India’s Foreign Minister Sushma Swaraj on Wednesday said she has directed her deputy minister V.K. Singh to “assure the heads of missions of African countries in Delhi of the Indian government’s commitment to the safety and security of African nationals”.
“We will also launch a sensitization program to reiterate that such incidents against foreign nationals embarrass the country,” she tweeted.
I would like to assure African students in India that this an unfortunate and painful incident involving local goons.
— Sushma Swaraj (@SushmaSwaraj) May 25, 2016
The government will ensure the case is tried by a fast-track court, the Minister promised on Wednesday.
A 29-year old Congolese national Masonda Ketada Oliver, was mercilessly beaten to death by three Indian youth on Friday after a verbal altercation over the hiring of an auto-rickshaw in south Delhi.
Oliver was hit on the head with a brick, leading to his death, witnesses were quoted by local media reports.
African Heads of Mission chief, Woldemariam has said the group have noted with deep concern that “several attacks and harassment of Africans have gone unnoticed without diligent prosecution and conviction of perpetrators”.
He said that given the climate of fear and insecurity in Delhi, “the African heads of mission are left with little option than to consider recommending their governments not to send new students to India, unless and until their safety can be granted”.
“Accordingly, the Indian government is strongly enjoined to take urgent steps to guarantee the safety of Africans in India including appropriate programmes of public awareness that will address the problems of racism and Afro-phobia in India,” he said, and called on the media, civil society, think tanks, research institutions, parliamentarians, politicians and community leaders to play major roles in addressing the stereotypes and prejudices against Africans in India.
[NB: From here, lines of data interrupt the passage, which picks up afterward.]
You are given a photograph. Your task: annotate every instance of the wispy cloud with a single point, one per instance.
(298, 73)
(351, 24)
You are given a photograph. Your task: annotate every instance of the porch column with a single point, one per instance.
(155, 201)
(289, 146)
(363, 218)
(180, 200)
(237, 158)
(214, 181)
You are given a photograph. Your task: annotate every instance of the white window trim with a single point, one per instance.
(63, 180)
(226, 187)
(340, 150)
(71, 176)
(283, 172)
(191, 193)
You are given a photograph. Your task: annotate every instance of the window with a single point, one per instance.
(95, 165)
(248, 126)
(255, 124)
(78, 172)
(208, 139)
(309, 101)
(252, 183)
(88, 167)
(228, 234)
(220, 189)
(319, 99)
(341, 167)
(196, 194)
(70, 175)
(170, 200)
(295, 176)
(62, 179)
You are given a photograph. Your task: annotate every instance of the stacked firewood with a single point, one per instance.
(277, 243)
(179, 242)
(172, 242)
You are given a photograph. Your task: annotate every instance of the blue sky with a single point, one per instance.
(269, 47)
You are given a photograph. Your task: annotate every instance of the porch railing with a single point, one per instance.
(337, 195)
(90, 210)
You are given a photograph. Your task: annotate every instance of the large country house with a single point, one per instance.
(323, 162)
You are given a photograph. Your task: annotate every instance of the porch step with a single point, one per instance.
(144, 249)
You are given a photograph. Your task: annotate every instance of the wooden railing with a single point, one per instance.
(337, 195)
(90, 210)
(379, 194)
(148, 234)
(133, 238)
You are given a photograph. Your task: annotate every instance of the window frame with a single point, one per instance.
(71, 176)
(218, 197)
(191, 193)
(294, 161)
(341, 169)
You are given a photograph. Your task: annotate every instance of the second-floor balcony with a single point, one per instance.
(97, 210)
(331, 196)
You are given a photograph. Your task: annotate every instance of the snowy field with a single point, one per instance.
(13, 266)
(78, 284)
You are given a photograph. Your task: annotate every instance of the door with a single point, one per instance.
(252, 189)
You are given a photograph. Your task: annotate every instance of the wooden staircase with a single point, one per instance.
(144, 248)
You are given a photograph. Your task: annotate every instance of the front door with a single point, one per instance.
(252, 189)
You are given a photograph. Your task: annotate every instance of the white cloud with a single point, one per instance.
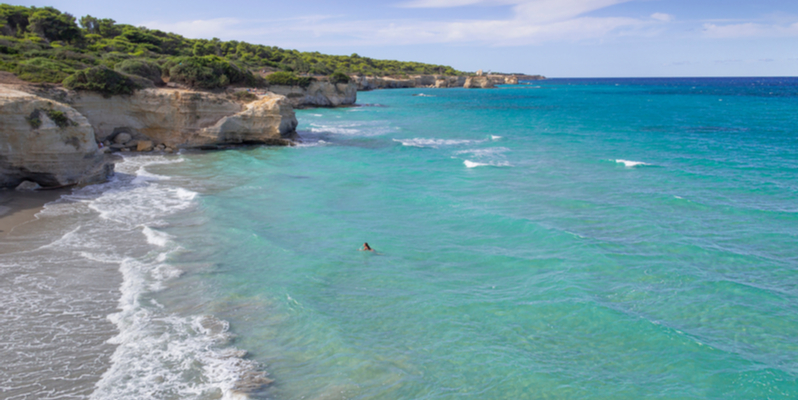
(662, 17)
(533, 21)
(749, 29)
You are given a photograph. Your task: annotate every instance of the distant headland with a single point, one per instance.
(73, 90)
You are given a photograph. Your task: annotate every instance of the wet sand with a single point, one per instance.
(19, 208)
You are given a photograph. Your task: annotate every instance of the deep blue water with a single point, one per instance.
(570, 238)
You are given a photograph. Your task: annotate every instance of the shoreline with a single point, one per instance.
(19, 208)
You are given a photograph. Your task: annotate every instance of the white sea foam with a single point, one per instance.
(473, 164)
(159, 354)
(485, 152)
(435, 143)
(311, 143)
(334, 129)
(630, 164)
(156, 238)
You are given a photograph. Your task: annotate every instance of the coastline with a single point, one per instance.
(19, 208)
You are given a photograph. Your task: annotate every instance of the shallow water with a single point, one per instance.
(567, 239)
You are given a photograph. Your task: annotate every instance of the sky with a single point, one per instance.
(555, 38)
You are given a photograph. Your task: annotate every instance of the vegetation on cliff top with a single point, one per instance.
(46, 45)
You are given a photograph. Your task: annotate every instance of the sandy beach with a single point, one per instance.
(19, 208)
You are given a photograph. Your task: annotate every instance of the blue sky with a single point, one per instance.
(556, 38)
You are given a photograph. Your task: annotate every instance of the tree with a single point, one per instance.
(52, 25)
(90, 23)
(13, 19)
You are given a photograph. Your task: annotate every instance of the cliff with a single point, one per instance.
(482, 82)
(46, 142)
(437, 81)
(51, 137)
(318, 94)
(184, 118)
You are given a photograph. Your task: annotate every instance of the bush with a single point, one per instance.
(143, 68)
(288, 79)
(207, 72)
(58, 117)
(339, 77)
(101, 79)
(41, 69)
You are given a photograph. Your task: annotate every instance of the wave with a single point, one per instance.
(487, 152)
(473, 164)
(374, 128)
(159, 353)
(631, 164)
(434, 143)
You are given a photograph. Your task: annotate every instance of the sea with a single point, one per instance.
(556, 239)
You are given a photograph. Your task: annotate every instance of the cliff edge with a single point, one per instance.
(54, 137)
(46, 142)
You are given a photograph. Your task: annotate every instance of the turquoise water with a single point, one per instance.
(598, 239)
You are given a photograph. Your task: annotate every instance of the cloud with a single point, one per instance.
(749, 29)
(532, 22)
(662, 17)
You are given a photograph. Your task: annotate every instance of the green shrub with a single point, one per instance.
(101, 79)
(33, 120)
(288, 79)
(41, 70)
(339, 77)
(207, 72)
(143, 68)
(58, 117)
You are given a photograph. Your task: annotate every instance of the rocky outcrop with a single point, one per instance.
(46, 142)
(318, 94)
(429, 81)
(482, 82)
(438, 81)
(267, 120)
(181, 118)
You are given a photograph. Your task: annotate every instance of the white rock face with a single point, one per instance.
(47, 154)
(432, 81)
(482, 82)
(266, 120)
(318, 94)
(186, 118)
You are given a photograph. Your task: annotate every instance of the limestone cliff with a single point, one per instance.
(318, 94)
(482, 82)
(186, 118)
(46, 142)
(55, 143)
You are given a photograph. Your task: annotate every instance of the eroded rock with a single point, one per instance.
(47, 142)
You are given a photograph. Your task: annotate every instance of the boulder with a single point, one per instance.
(144, 145)
(27, 186)
(122, 137)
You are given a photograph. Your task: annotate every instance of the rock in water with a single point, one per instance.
(144, 145)
(122, 138)
(48, 142)
(27, 186)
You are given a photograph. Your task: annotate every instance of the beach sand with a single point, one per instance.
(19, 208)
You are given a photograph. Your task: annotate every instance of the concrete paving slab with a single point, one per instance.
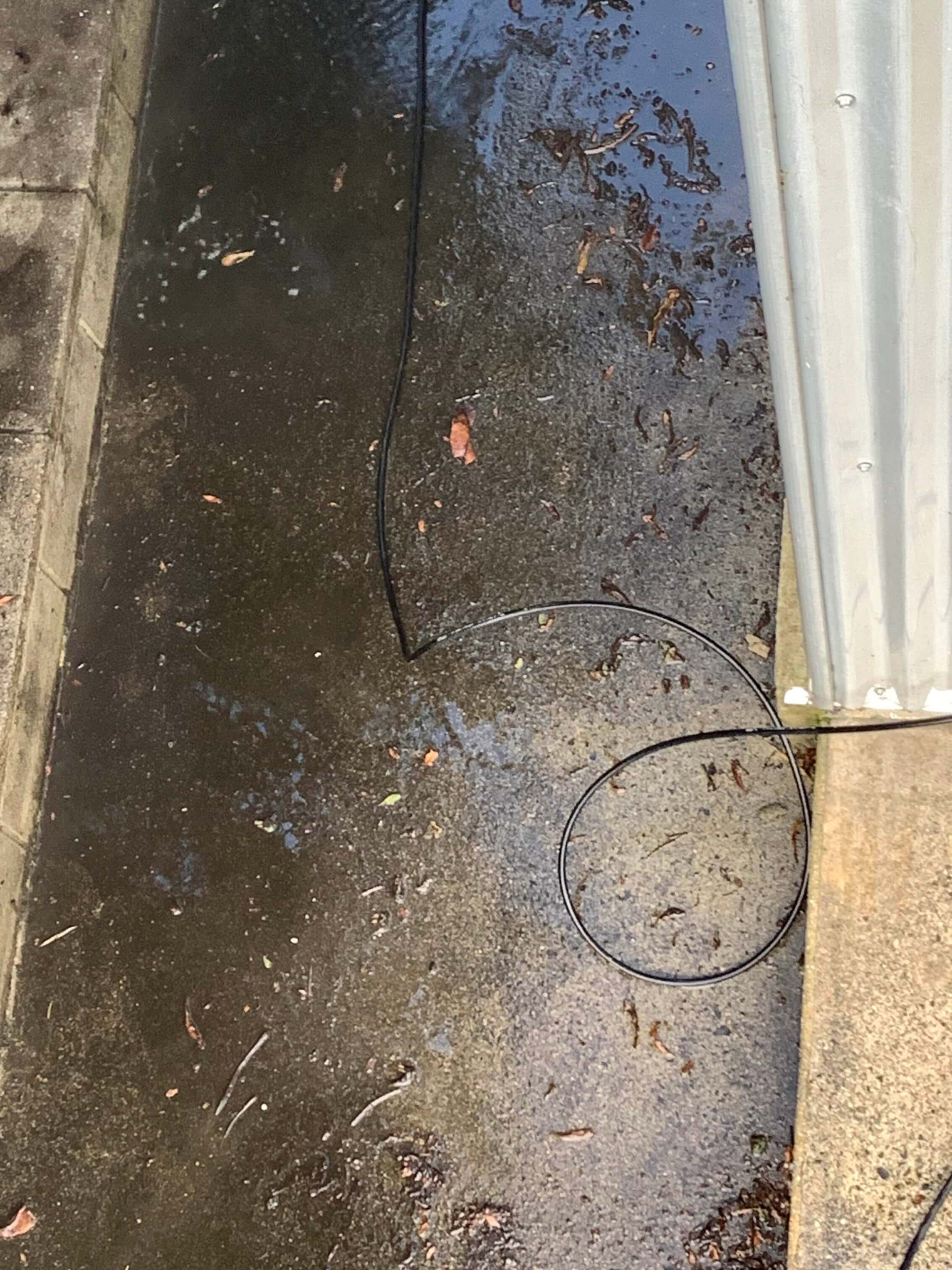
(22, 467)
(874, 1120)
(68, 472)
(220, 821)
(55, 59)
(29, 724)
(42, 238)
(102, 252)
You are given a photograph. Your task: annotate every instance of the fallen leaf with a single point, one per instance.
(460, 438)
(668, 912)
(758, 647)
(670, 302)
(671, 652)
(701, 516)
(235, 258)
(656, 1041)
(650, 238)
(22, 1223)
(649, 519)
(192, 1029)
(631, 1010)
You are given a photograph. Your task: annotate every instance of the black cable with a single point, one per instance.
(625, 605)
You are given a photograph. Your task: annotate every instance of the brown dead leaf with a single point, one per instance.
(649, 519)
(631, 1010)
(671, 652)
(670, 302)
(650, 238)
(588, 242)
(656, 1041)
(192, 1029)
(758, 647)
(22, 1223)
(460, 437)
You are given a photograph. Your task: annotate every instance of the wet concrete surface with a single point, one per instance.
(220, 822)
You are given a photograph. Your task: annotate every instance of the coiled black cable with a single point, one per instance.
(624, 605)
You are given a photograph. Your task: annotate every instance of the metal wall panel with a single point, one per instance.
(846, 112)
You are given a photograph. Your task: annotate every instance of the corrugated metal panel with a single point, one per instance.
(847, 118)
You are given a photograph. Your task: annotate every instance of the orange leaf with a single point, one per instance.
(21, 1225)
(192, 1029)
(460, 438)
(656, 1041)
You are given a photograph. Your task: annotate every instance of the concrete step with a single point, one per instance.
(874, 1137)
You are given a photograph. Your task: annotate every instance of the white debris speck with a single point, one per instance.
(194, 219)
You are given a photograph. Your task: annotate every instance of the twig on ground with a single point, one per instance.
(239, 1114)
(239, 1070)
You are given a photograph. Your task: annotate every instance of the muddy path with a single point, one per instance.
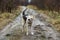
(42, 29)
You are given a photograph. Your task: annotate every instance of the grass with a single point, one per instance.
(54, 17)
(6, 17)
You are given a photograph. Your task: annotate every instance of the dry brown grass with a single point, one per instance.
(54, 16)
(6, 18)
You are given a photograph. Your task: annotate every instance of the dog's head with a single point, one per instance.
(30, 17)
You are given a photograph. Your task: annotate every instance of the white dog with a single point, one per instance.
(28, 19)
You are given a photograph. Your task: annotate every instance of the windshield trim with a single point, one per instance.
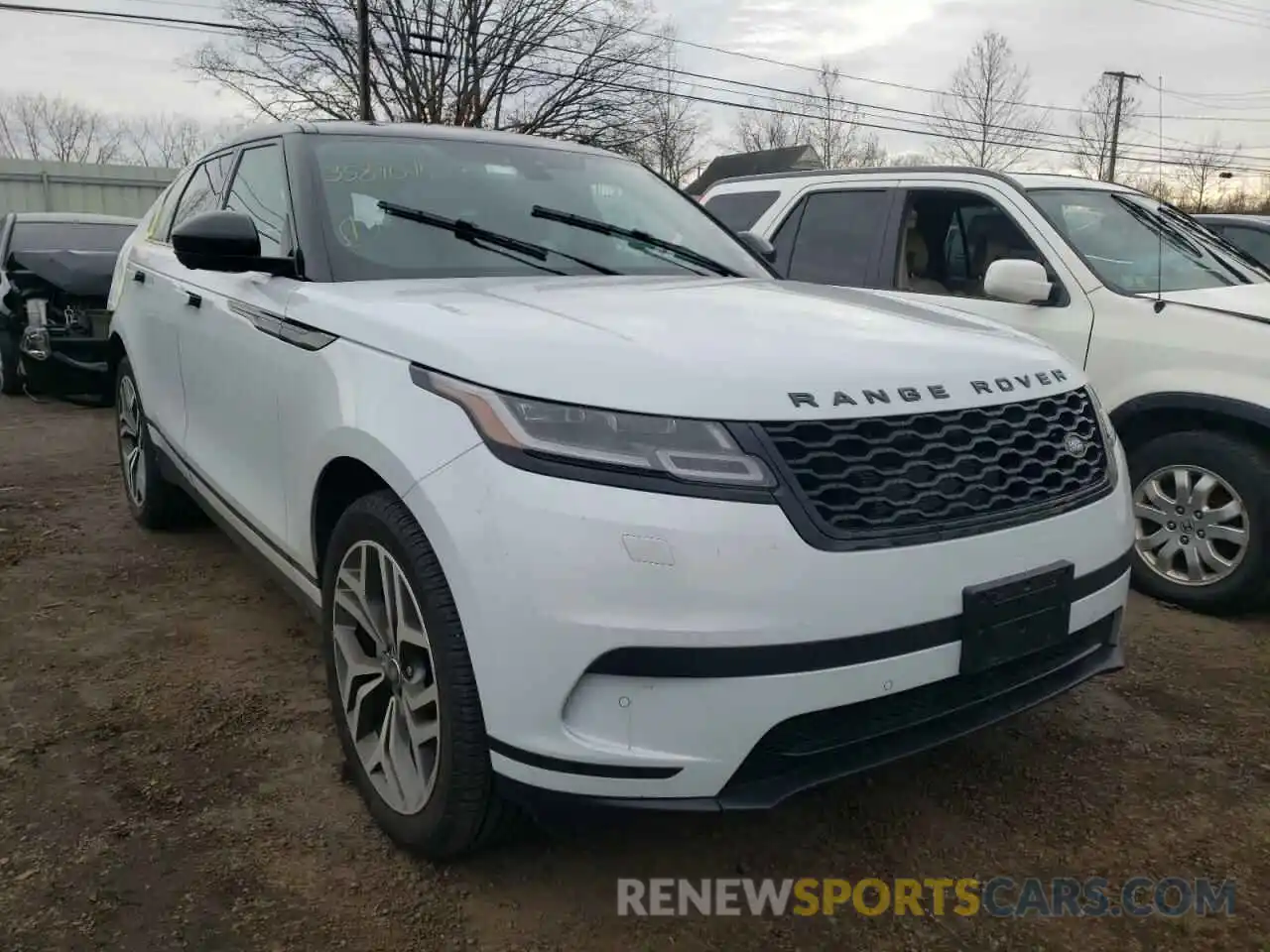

As for the Africa Day celebrations being organised by the Indian Council for Cultural Relations (ICCR) on May 26, Woldemariam said that they have requested that the event be postponed, and the African nations have also decided not to participate in the celebrations, except for a cultural troupe from Lesotho.
“This is because the African community in India, including students, are in a state of mourning in memory of the slain African students in the last few years, including Oliver,” it added.
Earlier this year in February, a mob, in India’s tech-city Bangalore, mercilessly thrashed a Tanzanian woman and her companion.
In another such racist attack, three African men (from Gabon and Burkina Faso) were beaten at a tube station in New Delhi in 2014 by a mob that chanted “Victory for Mother India,” according to news reports of the incident that were posted on YouTube.
The ambassadors of Gabon and Burkina Faso had written to the Indian Foreign Ministry “expressing deep concern” and urging the government to “work in close cooperation with police for a fair investigation”.
“They kept calling us ‘Nigerians, Nigerians’…took turns to hit us,” an Indian daily, the Indian Express quoted the horror faced by the three Africans in the Indian capital.
A former law minister of Delhi was also accused in 2014 of harassing African women after he led a vigilante mob through an area of the capital, accusing the women of being prostitutes.